Metric Fluctuation Corrections to Hawking Radiation

TL;DR

This paper investigates how classical black hole geometry fluctuations influence Hawking radiation, revealing modifications in energy flux and spectrum that suggest quantum effects could alter black hole radiation properties.

Contribution

It introduces a model for black hole fluctuations affecting Hawking radiation, providing analytical corrections to flux and spectrum without full quantum treatment.

Findings

Energy flux fluctuates with amplitude and frequency of metric fluctuations.

Average energy flux is increased by two positive contributions, including a surface gravity renormalization.

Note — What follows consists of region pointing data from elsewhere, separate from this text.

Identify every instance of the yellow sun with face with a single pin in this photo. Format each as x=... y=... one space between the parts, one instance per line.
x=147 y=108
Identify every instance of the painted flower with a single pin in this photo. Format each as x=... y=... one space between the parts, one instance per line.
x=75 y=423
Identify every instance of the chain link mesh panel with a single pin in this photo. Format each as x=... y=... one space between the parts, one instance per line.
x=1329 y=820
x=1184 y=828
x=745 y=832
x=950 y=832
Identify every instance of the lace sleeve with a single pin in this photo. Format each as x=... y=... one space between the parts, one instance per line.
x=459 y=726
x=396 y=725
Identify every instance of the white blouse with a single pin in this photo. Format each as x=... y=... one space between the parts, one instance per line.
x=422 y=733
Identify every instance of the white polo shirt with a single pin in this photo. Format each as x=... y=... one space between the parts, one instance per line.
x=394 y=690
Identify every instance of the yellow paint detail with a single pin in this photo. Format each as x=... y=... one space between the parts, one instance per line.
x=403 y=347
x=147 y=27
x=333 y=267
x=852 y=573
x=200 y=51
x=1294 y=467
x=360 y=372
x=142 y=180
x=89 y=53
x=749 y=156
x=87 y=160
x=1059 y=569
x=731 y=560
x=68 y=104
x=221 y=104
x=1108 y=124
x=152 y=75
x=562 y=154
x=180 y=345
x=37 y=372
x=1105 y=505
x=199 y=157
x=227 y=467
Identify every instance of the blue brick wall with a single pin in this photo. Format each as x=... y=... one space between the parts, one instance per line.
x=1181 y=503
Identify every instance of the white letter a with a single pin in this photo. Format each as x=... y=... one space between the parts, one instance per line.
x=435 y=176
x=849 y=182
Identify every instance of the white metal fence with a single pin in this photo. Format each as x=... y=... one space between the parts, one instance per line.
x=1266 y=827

Asymptotic spectrum gains thermal terms with a frequency-dependent chemical potential.

Abstract

We study how fluctuations of the black hole geometry affect the properties of Hawking radiation. Even though we treat the fluctuations classically, we believe that the results so obtained indicate what might be the effects induced by quantum fluctuations in a self consistent treatment. To characterize the fluctuations, we use the model introduced by York in which they are described by an advanced Vaidya metric with a fluctuating mass. Under the assumption of spherical symmetry, we solve the equation of null outgoing rays. Then, by neglecting the greybody factor, we calculate the late time corrections to the s-wave contributions of the energy flux and the asymptotic spectrum. We find three kind of modifications. Firstly, the energy flux fluctuates around its average value with amplitudes and frequencies determined by those of the metric fluctuations. Secondly, this average value receives two positive contributions one of which can be reinterpreted as due to the `renormalisation' of the surface gravity induced by the metric fluctuations. Finally, the asymptotic spectrum is modified by the addition of terms containing thermal factors in which the frequency of the metric fluctuations acts as a chemical potential.